Monday, March 16, 2015

Eratosthenes sieve - generating primes in a range





When we want to find all prime numbers up to some integer N algorithm called Eratosthenes sieve comes into play. Why? Well for one it's super fast. It runs in time O(n*log(log(n))) and O(n) space. But before I explain the algorithm and show some implementation in c/c++ I would like to discuss some simple observations in generating prime numbers.

By definition 2 is a prime.
Number k is a prime if k is not divisible by any number (but 1) up to k-1 or gcd(k, xi)=1 where xi is in range [2,k-1] .

So in order to check weather some number k is prime, we need to make sure that all numbers up to and including k-1 do not divide k.

case 1: -- (1)

Bool isPrime(k){ if(k==1) return false;
For(i=2; i < k; i++)
  If(k % i == 0)
    Return false;
Return true;
}



For example k = 11
i = 2:  11 mod 2 = 1 but 1 != 0
i = 3:  11 mod 3 = 2 but 2 != 0
.
.
.
i = 10: 11 mod 10 != 0, since this is last i in our loop, our function returns true.

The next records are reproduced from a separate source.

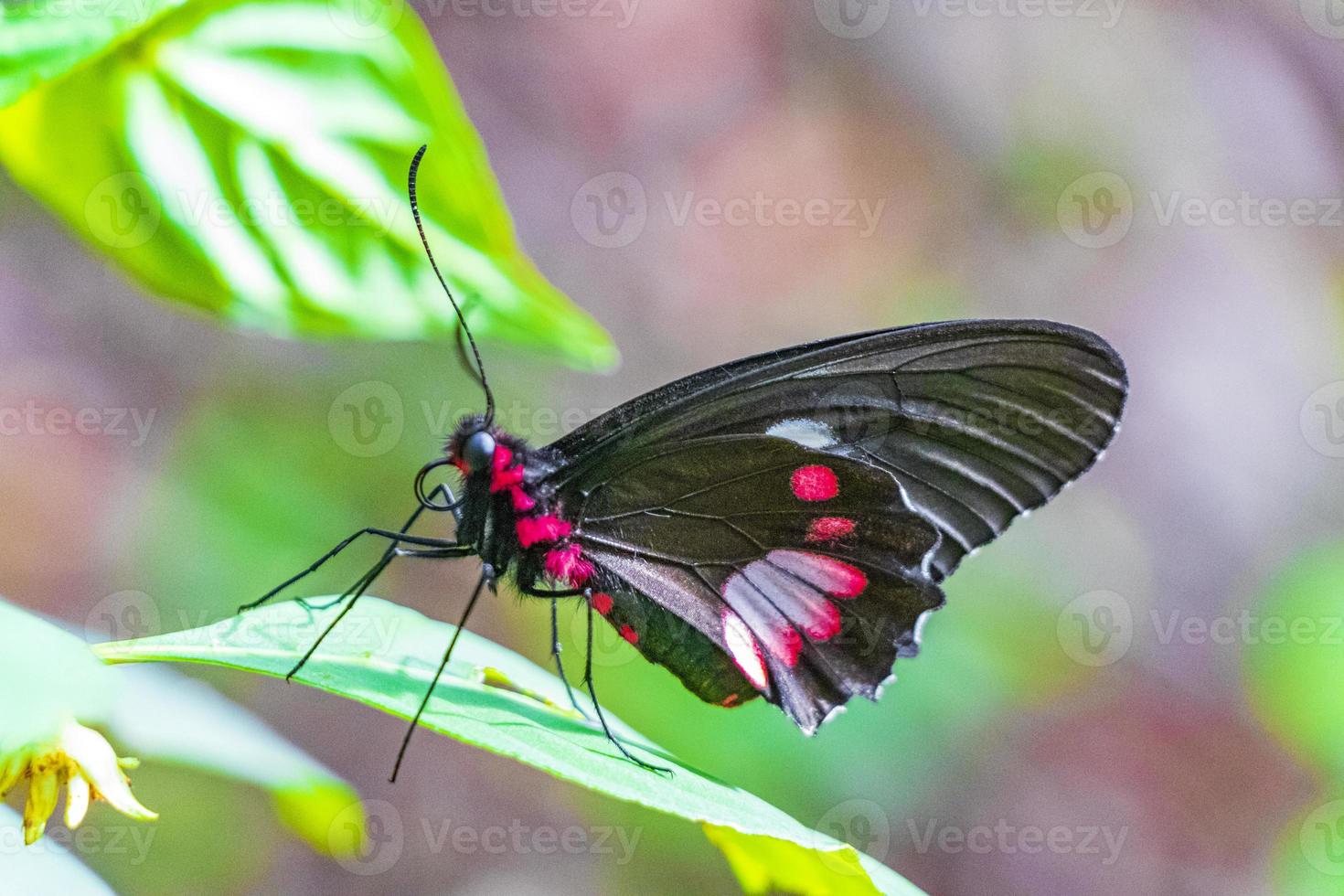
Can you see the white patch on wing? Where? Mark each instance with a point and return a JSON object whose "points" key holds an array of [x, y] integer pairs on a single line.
{"points": [[803, 432], [745, 650]]}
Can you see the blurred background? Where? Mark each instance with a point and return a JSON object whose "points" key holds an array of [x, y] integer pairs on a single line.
{"points": [[1137, 690]]}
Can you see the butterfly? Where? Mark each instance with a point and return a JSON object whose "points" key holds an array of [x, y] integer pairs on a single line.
{"points": [[778, 527]]}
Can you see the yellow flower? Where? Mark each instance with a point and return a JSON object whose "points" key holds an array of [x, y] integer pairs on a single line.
{"points": [[85, 763]]}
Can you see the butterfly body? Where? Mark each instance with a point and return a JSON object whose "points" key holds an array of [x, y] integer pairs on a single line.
{"points": [[778, 527]]}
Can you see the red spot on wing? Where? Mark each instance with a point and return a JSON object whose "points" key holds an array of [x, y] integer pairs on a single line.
{"points": [[540, 528], [829, 528], [522, 500], [568, 564], [504, 473], [815, 483], [826, 624], [837, 578]]}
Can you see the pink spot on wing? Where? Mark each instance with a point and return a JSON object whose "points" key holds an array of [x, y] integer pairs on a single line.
{"points": [[763, 618], [834, 577], [829, 528], [745, 649], [568, 564], [815, 483], [786, 645], [504, 475], [540, 528]]}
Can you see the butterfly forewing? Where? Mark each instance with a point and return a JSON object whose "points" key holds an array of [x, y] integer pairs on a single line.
{"points": [[977, 421], [780, 524]]}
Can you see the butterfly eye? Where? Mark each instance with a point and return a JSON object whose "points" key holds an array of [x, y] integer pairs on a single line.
{"points": [[479, 450]]}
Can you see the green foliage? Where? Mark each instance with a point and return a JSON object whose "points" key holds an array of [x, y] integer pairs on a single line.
{"points": [[385, 656], [1293, 680], [249, 159], [156, 718]]}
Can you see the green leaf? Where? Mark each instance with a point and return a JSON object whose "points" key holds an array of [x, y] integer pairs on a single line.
{"points": [[249, 159], [771, 865], [43, 40], [159, 716], [385, 656], [80, 689], [1295, 664]]}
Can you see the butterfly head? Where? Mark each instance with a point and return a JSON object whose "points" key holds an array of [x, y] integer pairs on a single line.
{"points": [[472, 446]]}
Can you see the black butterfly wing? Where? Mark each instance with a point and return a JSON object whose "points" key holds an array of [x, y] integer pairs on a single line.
{"points": [[977, 421], [752, 564]]}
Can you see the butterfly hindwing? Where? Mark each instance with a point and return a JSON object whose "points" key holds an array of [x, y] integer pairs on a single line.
{"points": [[803, 567]]}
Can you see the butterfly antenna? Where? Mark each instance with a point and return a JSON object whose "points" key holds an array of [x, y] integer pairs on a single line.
{"points": [[461, 318]]}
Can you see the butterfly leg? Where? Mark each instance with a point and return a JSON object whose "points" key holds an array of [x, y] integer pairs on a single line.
{"points": [[597, 707], [397, 538], [365, 581], [486, 579], [555, 652]]}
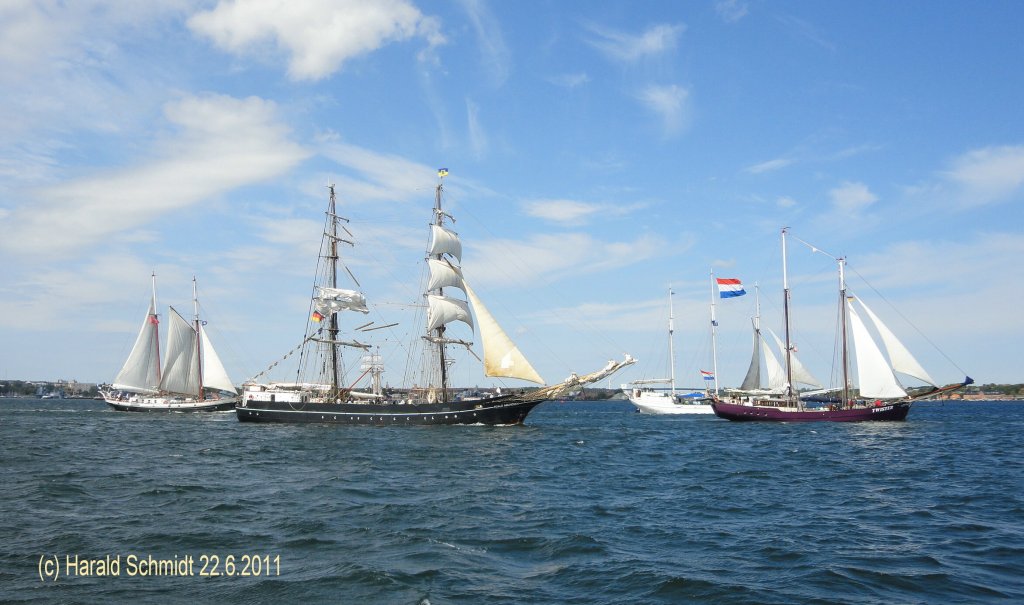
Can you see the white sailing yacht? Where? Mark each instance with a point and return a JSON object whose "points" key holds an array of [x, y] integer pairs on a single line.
{"points": [[192, 379], [648, 399]]}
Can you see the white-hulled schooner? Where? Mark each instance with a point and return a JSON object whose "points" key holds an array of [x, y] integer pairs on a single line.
{"points": [[192, 379], [318, 394]]}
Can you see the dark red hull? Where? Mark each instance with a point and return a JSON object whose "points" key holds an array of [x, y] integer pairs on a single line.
{"points": [[737, 412]]}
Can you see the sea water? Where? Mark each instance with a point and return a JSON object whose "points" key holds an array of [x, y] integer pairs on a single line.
{"points": [[587, 503]]}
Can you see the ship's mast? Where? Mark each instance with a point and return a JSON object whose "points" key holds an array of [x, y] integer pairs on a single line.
{"points": [[439, 220], [332, 275], [843, 320], [785, 313], [714, 333], [672, 351], [155, 321], [199, 339]]}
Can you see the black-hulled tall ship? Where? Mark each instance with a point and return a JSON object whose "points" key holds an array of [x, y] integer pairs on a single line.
{"points": [[320, 394]]}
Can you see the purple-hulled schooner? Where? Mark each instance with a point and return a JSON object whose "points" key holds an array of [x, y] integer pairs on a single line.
{"points": [[880, 395]]}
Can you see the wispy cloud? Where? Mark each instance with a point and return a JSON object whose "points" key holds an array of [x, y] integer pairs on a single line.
{"points": [[549, 257], [318, 36], [630, 47], [573, 212], [222, 143], [670, 103], [375, 176], [769, 166], [477, 136], [569, 80], [731, 10], [494, 52], [851, 199], [807, 30], [987, 175], [566, 211]]}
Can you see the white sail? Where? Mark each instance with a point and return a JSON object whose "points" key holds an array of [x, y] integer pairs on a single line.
{"points": [[332, 300], [443, 274], [899, 356], [444, 242], [214, 375], [181, 362], [140, 373], [444, 309], [776, 374], [753, 379], [800, 374], [875, 378], [501, 356]]}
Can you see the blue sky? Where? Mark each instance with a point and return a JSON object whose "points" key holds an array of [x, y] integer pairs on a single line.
{"points": [[599, 152]]}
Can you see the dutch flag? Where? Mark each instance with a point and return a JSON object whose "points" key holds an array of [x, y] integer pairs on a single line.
{"points": [[729, 288]]}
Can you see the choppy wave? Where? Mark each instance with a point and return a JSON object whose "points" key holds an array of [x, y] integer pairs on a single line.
{"points": [[586, 504]]}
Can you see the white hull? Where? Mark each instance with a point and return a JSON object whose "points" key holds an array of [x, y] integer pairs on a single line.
{"points": [[658, 404], [165, 403]]}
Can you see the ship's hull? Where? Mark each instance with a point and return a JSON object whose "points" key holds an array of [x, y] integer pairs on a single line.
{"points": [[668, 406], [510, 409], [741, 413], [165, 404]]}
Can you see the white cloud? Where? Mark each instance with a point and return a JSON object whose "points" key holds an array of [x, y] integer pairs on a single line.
{"points": [[494, 52], [569, 80], [769, 166], [566, 211], [731, 10], [381, 176], [553, 256], [318, 36], [670, 103], [851, 198], [223, 143], [987, 175], [630, 47], [477, 136]]}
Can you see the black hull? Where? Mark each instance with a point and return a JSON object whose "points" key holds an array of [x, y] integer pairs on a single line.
{"points": [[511, 409]]}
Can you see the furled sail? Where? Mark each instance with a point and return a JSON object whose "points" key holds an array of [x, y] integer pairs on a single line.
{"points": [[332, 300], [181, 362], [875, 378], [443, 274], [214, 375], [800, 374], [501, 356], [899, 356], [444, 309], [140, 373], [444, 242]]}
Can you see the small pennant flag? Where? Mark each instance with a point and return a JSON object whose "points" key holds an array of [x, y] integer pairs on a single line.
{"points": [[729, 288]]}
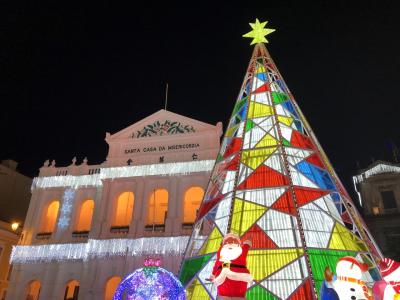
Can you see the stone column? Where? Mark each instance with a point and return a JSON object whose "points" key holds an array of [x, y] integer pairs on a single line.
{"points": [[140, 211], [172, 207], [51, 286], [136, 229]]}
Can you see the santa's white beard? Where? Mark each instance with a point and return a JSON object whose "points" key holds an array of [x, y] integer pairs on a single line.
{"points": [[230, 252]]}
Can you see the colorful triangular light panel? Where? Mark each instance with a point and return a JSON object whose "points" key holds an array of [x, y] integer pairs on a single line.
{"points": [[245, 214]]}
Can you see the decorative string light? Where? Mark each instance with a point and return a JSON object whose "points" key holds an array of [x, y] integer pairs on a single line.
{"points": [[171, 246], [166, 169]]}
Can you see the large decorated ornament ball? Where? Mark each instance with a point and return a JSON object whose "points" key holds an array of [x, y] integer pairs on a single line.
{"points": [[150, 283]]}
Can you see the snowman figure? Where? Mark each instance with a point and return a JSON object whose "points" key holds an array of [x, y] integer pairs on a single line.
{"points": [[347, 283], [390, 271]]}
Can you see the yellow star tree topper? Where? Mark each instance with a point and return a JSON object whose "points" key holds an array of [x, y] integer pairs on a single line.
{"points": [[259, 32]]}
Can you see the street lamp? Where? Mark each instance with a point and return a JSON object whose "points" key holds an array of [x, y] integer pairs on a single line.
{"points": [[14, 226]]}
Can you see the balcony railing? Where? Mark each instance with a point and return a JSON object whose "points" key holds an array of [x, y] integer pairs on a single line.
{"points": [[119, 229], [80, 234], [187, 226], [43, 235], [155, 228]]}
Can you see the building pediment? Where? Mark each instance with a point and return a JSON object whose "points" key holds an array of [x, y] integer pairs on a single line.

Which is correct. 11 is a prime number.

Let's try for some number which is not prime, let try for 4.
k = 4
i = 2: 4 mod 2 = 0, and function returns false, so for is not prime.
Let's optimize our function notice the following:

For k = 18, let'.s factor it.
18 = 2 * 9
18 = 3 * 6
18 = 6 * 3
18 = 9 * 2

Notice that after some point by commutation of product, pattern repeats. Let's check after what number as a function of k we can stop checking and be sure we've checked enough to claim no more checking is needed.

For k = 18, i has to go up to and including 3, which seems to be floor(sqrt(k)) - 1 but let's see what happens when k is square of prime number.

For k = 49
49 = 7*7, 7 is a prime, so iterator i has to be 7 in order to conclude that 49 is composite.

Now we see that in cases when k is perfect square our iterator i has to go up to and including sqrt(k).

So range we have to check is while i<=sqrt(k).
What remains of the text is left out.